Hopkins was obviously realizing profits for which he paid neither taxes nor duties. But it was not until now that Qaid Hash-Hash could be certain how he did it: slaves.

Not that the qaid objected to the slave trade as such. He might even have consented to having an infidel engage in it. But if this infidel thought he could smuggle all his proceeds past him and His Majesty Sultan Moulay Abd al-Rahman, he would soon learn otherwise. And to think that cursed Toledano, who had always enjoyed His Majesty’s protection, was in cahoots with the Englishman!

Hash-Hash trembled with excitement at the prospect of arresting the ostentatious Englishman and acquainting him with the most select instruments of torture. But then he reminded himself that Hopkins was a foreigner, an Engliz, the subject of a powerful queen who ruled half the world. If he mishandled one of her citizens, he might very well attract this queen’s wrath to Morocco and cause him to fall out of favor with His Majesty. After all, the sultan took great pains to stay in the good graces not only of the English queen but also the other rulers of Europe. Under no circumstances was Morocco going to suffer the same fate as Algeria, which was now nothing more than an unworthy vassal of the French!

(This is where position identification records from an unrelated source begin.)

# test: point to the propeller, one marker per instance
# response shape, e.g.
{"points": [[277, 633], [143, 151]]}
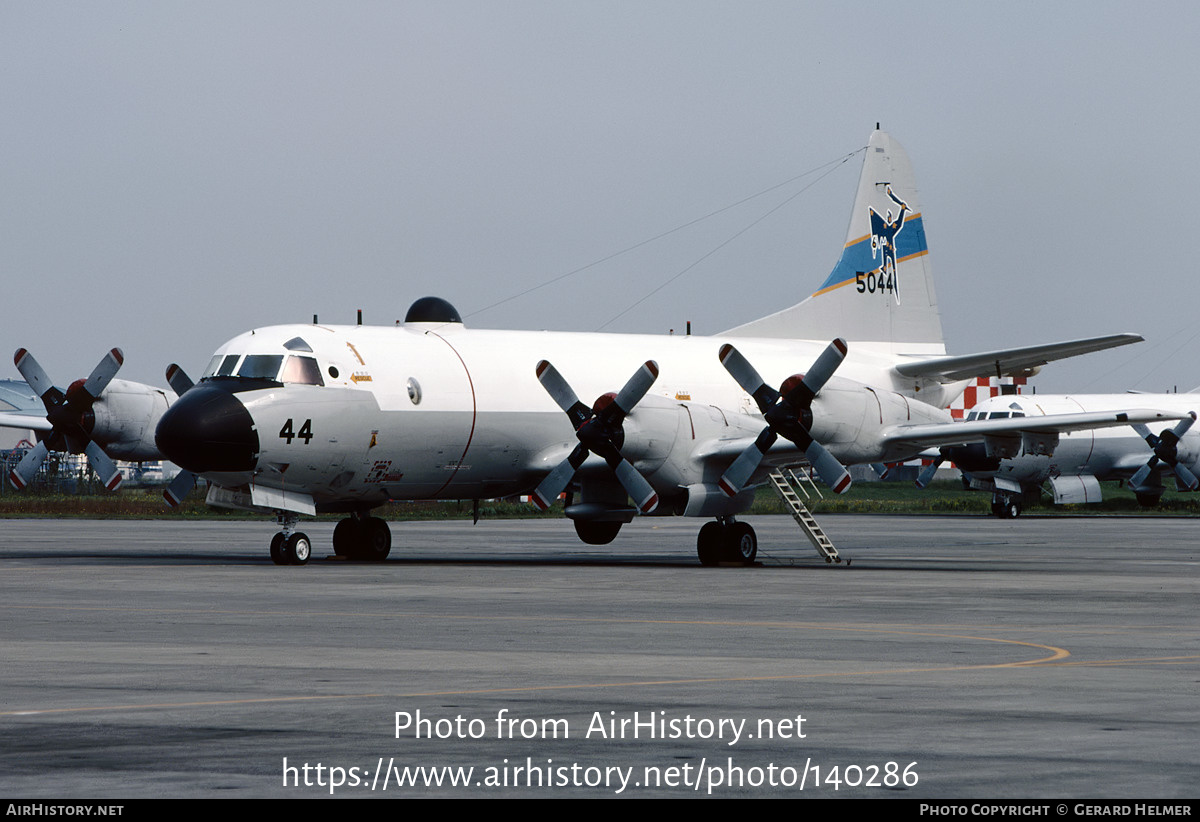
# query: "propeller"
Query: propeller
{"points": [[1167, 450], [185, 480], [599, 431], [927, 473], [71, 417], [789, 414]]}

No, the qaid sadly shook his head. He would have to leave the Englishman to the sultan. Oh, but the treacherous Toledano was his to deal with! He turned to the harbormaster, who remained at his side, awaiting further orders.

“Come to the palace this week to share some shisha with me,” he ordered. “I am very pleased by the loyalty you show His Most Gracious Majesty. You have always kept in mind that an infidel can never be greater than the true children of God.”